[Feature Request] Multiplier-Based Image Selection Over Repeat Counts - Improved Subject Balancing

a-l-e-x-d-s-9 commented 12 months ago

I'm used to EveryDream2 trainer, which gives users the option to select a portion of images from a folder using a multiplier instead of a repeat count. For instance, by applying a 0.5 multiplier to a folder, the trainer will randomly select half of the images for each epoch. This system isn't limited to fractions; users can set multipliers such as 1.6 or any other positive value. On the other hand, using a negative multiplier will exclude the folder.

This multiplier approach retains the repeat functionality users are accustomed to while offering a significant improvement in balancing training across different subjects without having to delete any images.

To illustrate, consider three subjects: A with 1000 images, B with 200 images, and C with 100 images. If the goal is to train on 25 images per epoch, we can set multipliers of 0.025 for A, 0.125 for B, and 0.25 for C. This eliminates the need to delete images or train on all 1000 images from subject A. This method effectively balances subjects, especially when the number of images in their datasets varies. As the number and diversity of subjects increase, this approach provides better control over training, avoiding the need to discard images.

I believe that adding this feature to Kohya is essential.

kohya-ss commented 11 months ago

Thanks for the suggestion! The feature is very interesting.

However, it will take a lot of work to implement. While it is a random selection, it would not be desirable to be completely random. Because some of images might not be selected for long time in training. Therefore, it would require selecting images from each folder in a pre-shuffled order and at a specified ratio, to enumerate all images.

Also, since DataLoader runs in a multi-process fashion, we would have to synchronize the order in all processes.

Any PR would be appreciated😅

a-l-e-x-d-s-9 commented 11 months ago

@kohya-ss Thank you for your response. In ED2 the feature is pseudo random and based on seed used for training. I think it's good enough, and there is no need to force full rotation of images or sync between DataLoaders. I'll be happy to implement this feature myself, but I couldn't figure out how and when exactly the system is handling repeats - to switch them to portion of files in a folder. If you can point me to specific file or functions, I would appreciate it.

kohya-ss commented 11 months ago

Thank you for your suggestion. I agree that the full rotation and the synchronization are not needed, especially the dataset is small.

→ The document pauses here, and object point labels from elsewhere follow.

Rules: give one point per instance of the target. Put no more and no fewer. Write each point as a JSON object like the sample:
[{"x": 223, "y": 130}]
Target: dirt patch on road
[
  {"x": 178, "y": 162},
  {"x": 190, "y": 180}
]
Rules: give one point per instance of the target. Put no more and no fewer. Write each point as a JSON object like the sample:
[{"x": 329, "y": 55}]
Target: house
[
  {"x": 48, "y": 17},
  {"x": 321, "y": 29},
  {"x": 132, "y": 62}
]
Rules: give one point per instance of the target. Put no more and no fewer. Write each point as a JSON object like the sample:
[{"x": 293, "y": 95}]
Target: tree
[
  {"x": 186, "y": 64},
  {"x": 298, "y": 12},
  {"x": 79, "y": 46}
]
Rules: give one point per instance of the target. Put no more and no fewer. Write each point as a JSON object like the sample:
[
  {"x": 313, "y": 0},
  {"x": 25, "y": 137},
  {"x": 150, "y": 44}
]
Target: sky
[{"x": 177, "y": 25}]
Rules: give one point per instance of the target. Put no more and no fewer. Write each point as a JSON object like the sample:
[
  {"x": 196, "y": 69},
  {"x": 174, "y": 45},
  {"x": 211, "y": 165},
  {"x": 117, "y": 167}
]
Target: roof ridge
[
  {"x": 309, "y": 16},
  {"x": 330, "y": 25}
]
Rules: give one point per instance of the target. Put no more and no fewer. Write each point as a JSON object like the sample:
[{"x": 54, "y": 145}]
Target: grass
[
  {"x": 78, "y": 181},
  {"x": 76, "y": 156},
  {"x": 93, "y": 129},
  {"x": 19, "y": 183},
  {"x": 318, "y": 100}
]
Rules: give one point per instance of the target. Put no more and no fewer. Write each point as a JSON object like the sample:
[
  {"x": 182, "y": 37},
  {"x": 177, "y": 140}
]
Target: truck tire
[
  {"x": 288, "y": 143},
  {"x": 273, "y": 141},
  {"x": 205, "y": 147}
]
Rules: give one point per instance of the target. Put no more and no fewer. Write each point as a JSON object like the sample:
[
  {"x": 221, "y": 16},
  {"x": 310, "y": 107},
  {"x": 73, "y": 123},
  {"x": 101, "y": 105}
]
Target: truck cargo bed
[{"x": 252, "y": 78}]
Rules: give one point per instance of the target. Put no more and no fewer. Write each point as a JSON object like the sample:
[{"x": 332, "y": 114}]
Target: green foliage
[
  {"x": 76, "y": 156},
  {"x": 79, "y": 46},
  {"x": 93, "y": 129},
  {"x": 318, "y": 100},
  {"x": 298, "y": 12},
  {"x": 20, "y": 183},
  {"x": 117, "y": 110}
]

However, if the dataset has 1,000 or more images, and we train the model with the dataset for several epochs, a certain number of images will not be used for the training.

On the other hand, the repeat count method forces to use all images in one epoch.

Therefore I think the repeat count method will be suitable to balance the different subjects.

a-l-e-x-d-s-9 commented 11 months ago

@kohya-ss There is a small misunderstanding that I want to clear up. The multiplier is an extension of the current repeat method; it doesn't change how the system handles full repeats, and users will be able to use it in the same way they do now. For example, with repeats of 2, the multiplier will be 2, and the system will add all images inside this folder for training exactly twice. There is no randomness in the integer part of the multiplier. The difference occurs only in the fractional part of the multiplier. So, for a multiplier of 2.5 - the integer 2 will add all images from the folder twice, and 0.5 will add only 50% additional images from the folder. The multiplier won't change system behavior or user experience for users who use repeats. But it will allow for much better subject balancing between multiple subjects in a way that's impossible now.

kohya-ss commented 11 months ago

Thanks for your comment. I may have misunderstood something.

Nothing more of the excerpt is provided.